Réagissant à l’annonce de sa sanction, Raphaël Glucksmann a estimé ce lundi qu’il s’agissait de sa “légion d’honneur”, ajoutant dans un deuxième tweet: “Vos sanctions ne m’impressionnent pas. Vos exhortations à “l’auto-critique” et vos menaces non plus. Avec les 9 autres personnalités européennes sanctionnées, nous continuerons à nous battre contre vos crimes et à briser les silences qui les entourent”.

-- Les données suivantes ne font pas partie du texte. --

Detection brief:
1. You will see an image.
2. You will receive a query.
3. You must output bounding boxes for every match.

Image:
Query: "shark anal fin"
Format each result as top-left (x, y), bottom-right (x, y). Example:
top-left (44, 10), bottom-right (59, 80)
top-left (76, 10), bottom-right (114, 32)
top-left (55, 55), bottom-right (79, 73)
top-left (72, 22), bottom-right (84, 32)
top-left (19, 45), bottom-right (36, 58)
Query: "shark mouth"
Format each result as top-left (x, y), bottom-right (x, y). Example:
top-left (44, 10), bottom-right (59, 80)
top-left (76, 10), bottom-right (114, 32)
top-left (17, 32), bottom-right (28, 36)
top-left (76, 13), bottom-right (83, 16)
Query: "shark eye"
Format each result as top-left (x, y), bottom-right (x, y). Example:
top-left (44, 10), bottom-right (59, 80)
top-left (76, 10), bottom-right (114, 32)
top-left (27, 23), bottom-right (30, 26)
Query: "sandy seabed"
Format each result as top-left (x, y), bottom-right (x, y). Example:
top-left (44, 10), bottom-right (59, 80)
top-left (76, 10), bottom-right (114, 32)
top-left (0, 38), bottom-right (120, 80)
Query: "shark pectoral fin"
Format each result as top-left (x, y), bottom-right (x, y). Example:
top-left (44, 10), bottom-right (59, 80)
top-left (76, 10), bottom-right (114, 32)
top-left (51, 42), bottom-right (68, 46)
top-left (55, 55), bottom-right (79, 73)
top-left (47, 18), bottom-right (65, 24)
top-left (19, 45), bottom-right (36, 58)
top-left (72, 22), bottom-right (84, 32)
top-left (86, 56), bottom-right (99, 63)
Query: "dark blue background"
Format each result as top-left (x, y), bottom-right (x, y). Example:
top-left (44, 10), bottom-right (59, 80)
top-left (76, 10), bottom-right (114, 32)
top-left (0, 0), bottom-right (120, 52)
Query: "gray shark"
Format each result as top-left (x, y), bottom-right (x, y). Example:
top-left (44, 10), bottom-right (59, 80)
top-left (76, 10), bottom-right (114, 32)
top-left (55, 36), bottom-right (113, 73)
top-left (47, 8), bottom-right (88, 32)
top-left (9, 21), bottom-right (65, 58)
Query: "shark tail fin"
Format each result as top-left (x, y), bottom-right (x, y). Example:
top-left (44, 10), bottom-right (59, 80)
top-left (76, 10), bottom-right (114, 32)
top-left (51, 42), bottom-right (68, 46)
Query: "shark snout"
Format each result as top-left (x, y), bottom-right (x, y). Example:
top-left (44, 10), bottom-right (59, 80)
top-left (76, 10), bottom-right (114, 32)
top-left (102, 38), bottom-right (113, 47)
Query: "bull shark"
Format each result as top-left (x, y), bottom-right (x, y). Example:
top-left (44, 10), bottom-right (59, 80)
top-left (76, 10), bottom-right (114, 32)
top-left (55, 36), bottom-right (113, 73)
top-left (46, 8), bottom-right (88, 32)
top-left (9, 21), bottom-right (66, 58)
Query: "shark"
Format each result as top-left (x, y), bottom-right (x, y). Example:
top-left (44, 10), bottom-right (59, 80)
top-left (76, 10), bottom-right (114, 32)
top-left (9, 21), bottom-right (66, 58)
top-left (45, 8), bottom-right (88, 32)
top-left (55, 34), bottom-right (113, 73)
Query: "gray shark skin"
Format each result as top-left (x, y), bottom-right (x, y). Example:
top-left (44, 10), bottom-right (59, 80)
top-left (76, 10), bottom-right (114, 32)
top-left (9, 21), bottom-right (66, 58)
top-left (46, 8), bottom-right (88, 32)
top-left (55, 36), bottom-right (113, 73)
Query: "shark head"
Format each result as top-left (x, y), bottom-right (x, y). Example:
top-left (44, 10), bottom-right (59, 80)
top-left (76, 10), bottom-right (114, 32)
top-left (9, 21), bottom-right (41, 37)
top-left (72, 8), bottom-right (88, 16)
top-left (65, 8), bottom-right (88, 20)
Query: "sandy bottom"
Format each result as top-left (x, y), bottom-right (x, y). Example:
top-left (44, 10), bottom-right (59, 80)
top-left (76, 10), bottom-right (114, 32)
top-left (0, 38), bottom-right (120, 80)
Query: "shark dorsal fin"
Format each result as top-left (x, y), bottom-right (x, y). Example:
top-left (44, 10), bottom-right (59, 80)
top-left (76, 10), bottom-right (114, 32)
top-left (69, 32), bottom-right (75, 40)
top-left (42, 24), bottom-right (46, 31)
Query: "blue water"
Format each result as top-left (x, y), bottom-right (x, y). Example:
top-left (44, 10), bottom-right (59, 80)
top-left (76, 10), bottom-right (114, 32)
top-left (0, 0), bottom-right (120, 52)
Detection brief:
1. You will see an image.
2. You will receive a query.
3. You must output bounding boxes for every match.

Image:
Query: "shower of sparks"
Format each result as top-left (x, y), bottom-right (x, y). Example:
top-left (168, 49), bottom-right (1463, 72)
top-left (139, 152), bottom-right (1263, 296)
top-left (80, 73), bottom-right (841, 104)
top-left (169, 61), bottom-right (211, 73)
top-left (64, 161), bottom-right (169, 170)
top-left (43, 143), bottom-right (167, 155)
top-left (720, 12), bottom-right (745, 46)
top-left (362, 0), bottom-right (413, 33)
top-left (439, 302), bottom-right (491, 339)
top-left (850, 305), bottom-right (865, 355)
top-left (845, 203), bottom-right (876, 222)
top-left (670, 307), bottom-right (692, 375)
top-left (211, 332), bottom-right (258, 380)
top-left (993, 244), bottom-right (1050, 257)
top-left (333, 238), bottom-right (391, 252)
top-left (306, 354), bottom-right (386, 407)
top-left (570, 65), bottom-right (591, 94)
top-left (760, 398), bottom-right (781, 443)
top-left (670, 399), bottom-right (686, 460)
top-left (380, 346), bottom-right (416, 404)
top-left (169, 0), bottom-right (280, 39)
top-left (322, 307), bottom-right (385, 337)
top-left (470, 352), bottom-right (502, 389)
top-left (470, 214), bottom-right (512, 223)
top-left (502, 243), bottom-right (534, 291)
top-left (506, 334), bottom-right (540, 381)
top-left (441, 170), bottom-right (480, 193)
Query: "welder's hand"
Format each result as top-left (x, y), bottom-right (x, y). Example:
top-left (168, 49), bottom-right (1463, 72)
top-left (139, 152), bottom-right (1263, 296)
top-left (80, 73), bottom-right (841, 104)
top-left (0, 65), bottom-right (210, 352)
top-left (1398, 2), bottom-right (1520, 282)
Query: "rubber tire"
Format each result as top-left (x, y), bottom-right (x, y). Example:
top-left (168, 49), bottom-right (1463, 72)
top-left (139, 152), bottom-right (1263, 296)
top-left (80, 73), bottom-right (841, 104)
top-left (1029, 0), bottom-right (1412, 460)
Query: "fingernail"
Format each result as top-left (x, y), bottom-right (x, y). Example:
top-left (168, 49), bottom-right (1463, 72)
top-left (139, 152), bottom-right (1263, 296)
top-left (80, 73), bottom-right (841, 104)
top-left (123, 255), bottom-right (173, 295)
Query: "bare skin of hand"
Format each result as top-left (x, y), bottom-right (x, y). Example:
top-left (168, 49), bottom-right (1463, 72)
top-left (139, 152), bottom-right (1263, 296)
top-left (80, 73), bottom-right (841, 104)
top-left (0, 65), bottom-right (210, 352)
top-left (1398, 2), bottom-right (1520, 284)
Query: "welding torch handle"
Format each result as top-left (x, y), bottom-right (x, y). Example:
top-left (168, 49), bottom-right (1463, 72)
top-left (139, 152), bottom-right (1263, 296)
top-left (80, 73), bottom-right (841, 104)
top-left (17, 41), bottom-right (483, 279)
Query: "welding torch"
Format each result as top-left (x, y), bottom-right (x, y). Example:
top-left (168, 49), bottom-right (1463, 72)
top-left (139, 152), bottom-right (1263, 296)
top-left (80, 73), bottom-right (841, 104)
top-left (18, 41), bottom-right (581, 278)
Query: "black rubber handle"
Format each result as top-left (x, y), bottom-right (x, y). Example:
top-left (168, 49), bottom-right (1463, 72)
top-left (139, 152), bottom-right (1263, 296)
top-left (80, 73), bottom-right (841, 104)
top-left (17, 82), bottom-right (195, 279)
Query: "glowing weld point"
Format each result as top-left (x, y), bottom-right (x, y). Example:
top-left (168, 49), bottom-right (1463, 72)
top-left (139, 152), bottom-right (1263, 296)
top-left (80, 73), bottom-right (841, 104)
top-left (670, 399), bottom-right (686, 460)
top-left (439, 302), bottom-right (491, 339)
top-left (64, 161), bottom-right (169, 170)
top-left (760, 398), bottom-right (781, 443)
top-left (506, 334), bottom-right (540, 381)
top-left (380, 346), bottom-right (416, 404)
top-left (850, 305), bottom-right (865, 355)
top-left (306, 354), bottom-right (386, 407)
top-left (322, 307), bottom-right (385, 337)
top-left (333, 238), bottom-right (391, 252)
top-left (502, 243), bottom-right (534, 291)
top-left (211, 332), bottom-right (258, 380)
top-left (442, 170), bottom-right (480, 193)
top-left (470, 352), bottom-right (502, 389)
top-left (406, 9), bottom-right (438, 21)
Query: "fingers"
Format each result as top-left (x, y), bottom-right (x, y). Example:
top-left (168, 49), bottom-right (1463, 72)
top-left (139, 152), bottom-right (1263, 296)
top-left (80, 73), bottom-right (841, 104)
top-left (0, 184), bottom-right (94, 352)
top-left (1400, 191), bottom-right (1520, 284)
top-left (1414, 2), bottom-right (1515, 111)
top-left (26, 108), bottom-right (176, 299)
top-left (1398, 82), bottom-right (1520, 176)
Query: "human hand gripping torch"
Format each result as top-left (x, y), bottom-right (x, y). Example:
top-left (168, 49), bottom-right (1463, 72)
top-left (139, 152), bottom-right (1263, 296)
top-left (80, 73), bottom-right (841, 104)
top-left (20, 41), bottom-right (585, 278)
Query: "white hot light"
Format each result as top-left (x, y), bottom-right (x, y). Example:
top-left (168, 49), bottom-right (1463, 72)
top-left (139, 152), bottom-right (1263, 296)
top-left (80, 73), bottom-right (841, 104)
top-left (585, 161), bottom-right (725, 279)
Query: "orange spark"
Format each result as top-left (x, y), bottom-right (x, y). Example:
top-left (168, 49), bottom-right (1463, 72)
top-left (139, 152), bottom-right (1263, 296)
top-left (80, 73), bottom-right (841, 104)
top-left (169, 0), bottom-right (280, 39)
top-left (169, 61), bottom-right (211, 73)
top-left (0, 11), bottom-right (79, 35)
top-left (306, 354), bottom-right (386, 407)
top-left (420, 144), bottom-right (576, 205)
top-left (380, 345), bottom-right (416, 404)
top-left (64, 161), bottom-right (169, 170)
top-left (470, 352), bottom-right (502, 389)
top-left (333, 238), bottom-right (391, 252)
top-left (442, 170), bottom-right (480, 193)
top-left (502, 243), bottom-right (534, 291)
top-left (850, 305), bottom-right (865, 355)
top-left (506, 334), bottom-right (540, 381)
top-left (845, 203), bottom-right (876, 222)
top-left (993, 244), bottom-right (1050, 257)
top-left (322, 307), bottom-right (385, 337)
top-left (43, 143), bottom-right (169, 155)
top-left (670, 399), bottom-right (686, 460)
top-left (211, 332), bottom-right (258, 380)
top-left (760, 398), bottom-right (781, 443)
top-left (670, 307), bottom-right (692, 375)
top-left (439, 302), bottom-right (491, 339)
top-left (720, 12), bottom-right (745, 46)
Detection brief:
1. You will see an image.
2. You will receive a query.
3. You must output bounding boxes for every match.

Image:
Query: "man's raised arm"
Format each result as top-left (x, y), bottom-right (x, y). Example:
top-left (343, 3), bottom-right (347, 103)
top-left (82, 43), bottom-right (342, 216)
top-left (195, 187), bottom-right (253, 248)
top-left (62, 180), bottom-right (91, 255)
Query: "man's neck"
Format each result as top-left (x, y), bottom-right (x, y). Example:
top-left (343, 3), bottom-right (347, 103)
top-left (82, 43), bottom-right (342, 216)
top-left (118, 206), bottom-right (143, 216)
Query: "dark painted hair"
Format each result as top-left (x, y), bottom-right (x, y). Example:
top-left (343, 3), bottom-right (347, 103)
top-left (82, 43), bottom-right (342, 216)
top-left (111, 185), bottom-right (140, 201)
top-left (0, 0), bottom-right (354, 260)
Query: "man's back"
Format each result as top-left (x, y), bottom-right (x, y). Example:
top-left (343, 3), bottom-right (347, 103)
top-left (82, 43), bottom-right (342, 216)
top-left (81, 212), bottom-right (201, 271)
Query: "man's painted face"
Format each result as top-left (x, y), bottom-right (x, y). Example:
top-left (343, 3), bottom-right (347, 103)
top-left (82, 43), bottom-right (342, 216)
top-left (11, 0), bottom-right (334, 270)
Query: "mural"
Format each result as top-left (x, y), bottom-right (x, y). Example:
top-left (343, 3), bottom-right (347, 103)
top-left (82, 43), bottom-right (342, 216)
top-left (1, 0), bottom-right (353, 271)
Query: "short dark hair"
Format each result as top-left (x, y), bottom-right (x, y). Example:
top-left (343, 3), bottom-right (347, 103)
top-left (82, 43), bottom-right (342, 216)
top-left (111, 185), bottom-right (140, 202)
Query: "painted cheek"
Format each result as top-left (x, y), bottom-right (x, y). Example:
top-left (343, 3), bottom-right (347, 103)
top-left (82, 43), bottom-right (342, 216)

Parmi les autres eurodéputés visés par les sanctions chinoises, se trouvent deux parlementaires allemands, Reinhard Butikofer et Michael Gahler, ainsi qu’un élu bulgare, Ilhan Kyuchyuk, et une élue slovaque, Miriam Lexmann.

Sont également dans le viseur de Pékin, Sjoerd Wiemer Sjoerdsma du Parlement néerlandais – la Haye a rapidement convoqué l’ambassadeur chinois aux Pays-Bas-, Samuel Cogolati du Parlement fédéral belge, Dovile Sakaliene du Seimas de la République de Lituanie, le savant allemand Adrian Zenz dont les rapports sur le sort des Ouïghours dans la province du Xinjiang ont suscité de vives remontrances de Pékin, le chercheur suédois Björn Jerdén”, ainsi que des institutions comme le Comité politique et de sécurité du Conseil de l’Union européenne, le sous-comité sur les droits de l’homme du Parlement européen, l’Institut Mercator pour les études chinoises en Allemagne, et la Fondation Alliance des démocraties au Danemark.

Les défenseurs des droits estiment que plus d’un million de Ouïghours et d’autres minorités majoritairement musulmanes sont ou ont été détenus dans des camps dans cette région du nord-ouest, où la Chine est aussi accusée d’avoir stérilisé de force des femmes et imposé des travaux forcés.

Les Européens ont approuvé lundi des sanctions contre quatre dirigeants de la région chinoise du Xinjiang pour les violations des droits des Ouïghours.